Kampanyanın yüzleri, farklı alanlarda yaratıcılıklarıyla öne çıkan üç kadın: Amanda Gorman, Maya Hawke ve Kim Tae-Ri. Her biri, kendi sanatsal kimliğini taşıdığı bu projede, renklerin ardındaki duygusal ve kültürel yankıları temsil ediyor. Gorman'ın kelimelerde, Hawke'ın ses ve oyunculukta, Kim Tae-Ri'nin ise güçlü karakter yorumlarında kurduğu bağ, koleksiyonun çok sesli ruhuna eşlik ediyor.
Siyah-beyaz portrelerle başlayan kampanya görselleri, ardından saydam renk katmanlarıyla yeniden tanımlanıyor. Bu teknik, hem taşların parlaklığını hem de renklerin bireyselliğini vurguluyor. Yüz hatları bir mücevher gibi çerçevelenirken, takılar sanki yüzeyden özgürleşip havada süzülüyor.

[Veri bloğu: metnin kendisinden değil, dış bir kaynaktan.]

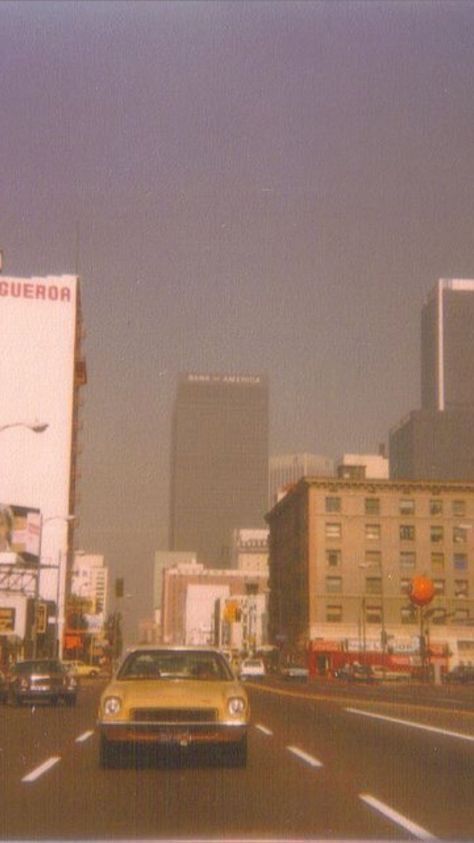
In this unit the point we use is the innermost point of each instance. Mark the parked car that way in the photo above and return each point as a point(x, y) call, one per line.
point(80, 668)
point(385, 674)
point(295, 672)
point(174, 696)
point(252, 669)
point(38, 680)
point(462, 674)
point(355, 673)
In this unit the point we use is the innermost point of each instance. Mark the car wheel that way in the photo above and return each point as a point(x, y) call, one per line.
point(238, 753)
point(108, 753)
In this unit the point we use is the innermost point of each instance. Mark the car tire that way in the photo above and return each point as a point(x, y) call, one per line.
point(108, 753)
point(237, 753)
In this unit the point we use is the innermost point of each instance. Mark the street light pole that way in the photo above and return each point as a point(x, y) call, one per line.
point(42, 522)
point(36, 427)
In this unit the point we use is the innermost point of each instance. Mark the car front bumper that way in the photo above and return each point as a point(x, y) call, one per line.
point(183, 734)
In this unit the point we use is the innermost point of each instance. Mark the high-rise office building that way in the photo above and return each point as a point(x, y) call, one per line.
point(219, 462)
point(437, 442)
point(447, 347)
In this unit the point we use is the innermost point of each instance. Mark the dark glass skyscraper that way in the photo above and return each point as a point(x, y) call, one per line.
point(437, 442)
point(447, 347)
point(219, 462)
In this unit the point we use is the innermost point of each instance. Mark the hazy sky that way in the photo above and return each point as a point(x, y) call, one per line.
point(244, 187)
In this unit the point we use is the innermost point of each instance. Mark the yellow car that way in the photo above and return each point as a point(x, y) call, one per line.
point(174, 696)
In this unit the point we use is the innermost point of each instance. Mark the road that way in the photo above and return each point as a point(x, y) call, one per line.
point(326, 760)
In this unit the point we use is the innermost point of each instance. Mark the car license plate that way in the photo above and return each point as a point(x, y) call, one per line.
point(173, 737)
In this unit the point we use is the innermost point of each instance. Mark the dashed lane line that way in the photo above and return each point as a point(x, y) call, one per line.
point(309, 759)
point(399, 819)
point(43, 768)
point(413, 725)
point(85, 736)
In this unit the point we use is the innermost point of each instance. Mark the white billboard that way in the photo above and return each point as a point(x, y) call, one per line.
point(37, 358)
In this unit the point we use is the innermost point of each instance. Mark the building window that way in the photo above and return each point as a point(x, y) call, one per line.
point(461, 588)
point(438, 617)
point(460, 561)
point(333, 558)
point(407, 559)
point(372, 532)
point(372, 506)
point(373, 585)
point(461, 615)
point(408, 614)
point(405, 586)
point(333, 585)
point(437, 561)
point(459, 535)
point(436, 533)
point(333, 504)
point(373, 614)
point(407, 506)
point(436, 506)
point(373, 557)
point(407, 532)
point(333, 531)
point(459, 509)
point(334, 614)
point(439, 586)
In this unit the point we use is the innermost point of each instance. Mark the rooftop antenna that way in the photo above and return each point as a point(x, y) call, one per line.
point(78, 245)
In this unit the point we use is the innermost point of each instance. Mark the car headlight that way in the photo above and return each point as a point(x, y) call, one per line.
point(112, 705)
point(236, 705)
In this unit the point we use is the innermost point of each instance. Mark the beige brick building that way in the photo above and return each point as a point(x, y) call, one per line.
point(342, 557)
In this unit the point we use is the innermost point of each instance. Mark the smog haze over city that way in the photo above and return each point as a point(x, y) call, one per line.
point(257, 187)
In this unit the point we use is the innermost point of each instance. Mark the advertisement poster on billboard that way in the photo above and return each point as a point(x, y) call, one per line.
point(20, 529)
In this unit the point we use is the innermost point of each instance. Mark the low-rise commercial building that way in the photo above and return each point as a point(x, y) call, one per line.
point(343, 554)
point(191, 598)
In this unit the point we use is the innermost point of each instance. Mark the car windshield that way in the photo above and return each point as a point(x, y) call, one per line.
point(38, 666)
point(162, 664)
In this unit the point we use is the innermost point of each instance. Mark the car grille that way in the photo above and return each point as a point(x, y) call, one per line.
point(174, 715)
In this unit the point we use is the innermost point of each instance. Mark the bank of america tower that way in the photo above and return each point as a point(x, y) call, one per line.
point(219, 462)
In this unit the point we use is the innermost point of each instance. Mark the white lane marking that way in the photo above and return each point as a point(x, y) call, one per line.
point(305, 756)
point(84, 736)
point(412, 725)
point(43, 768)
point(263, 729)
point(397, 818)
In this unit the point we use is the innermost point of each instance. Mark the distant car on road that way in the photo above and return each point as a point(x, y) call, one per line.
point(295, 672)
point(252, 669)
point(462, 674)
point(80, 668)
point(388, 675)
point(355, 673)
point(36, 680)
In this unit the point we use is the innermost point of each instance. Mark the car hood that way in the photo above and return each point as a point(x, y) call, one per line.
point(177, 692)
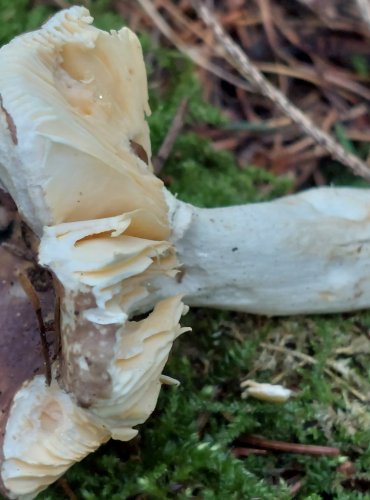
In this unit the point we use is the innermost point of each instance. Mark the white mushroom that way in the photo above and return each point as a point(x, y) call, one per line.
point(75, 157)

Koleksiyonun bir diğer dikkat çeken yanı ise şeffaflık anlayışı. Her parça, Aura Consortium blockchain sisteminde kayda alınıyor; bu sayede taşların ham halinden kesilmiş son haline kadar tüm süreç kullanıcıyla paylaşılıyor. Her mücevhere, bağımsız bir laboratuvardan alınan sertifika da eşlik ediyor.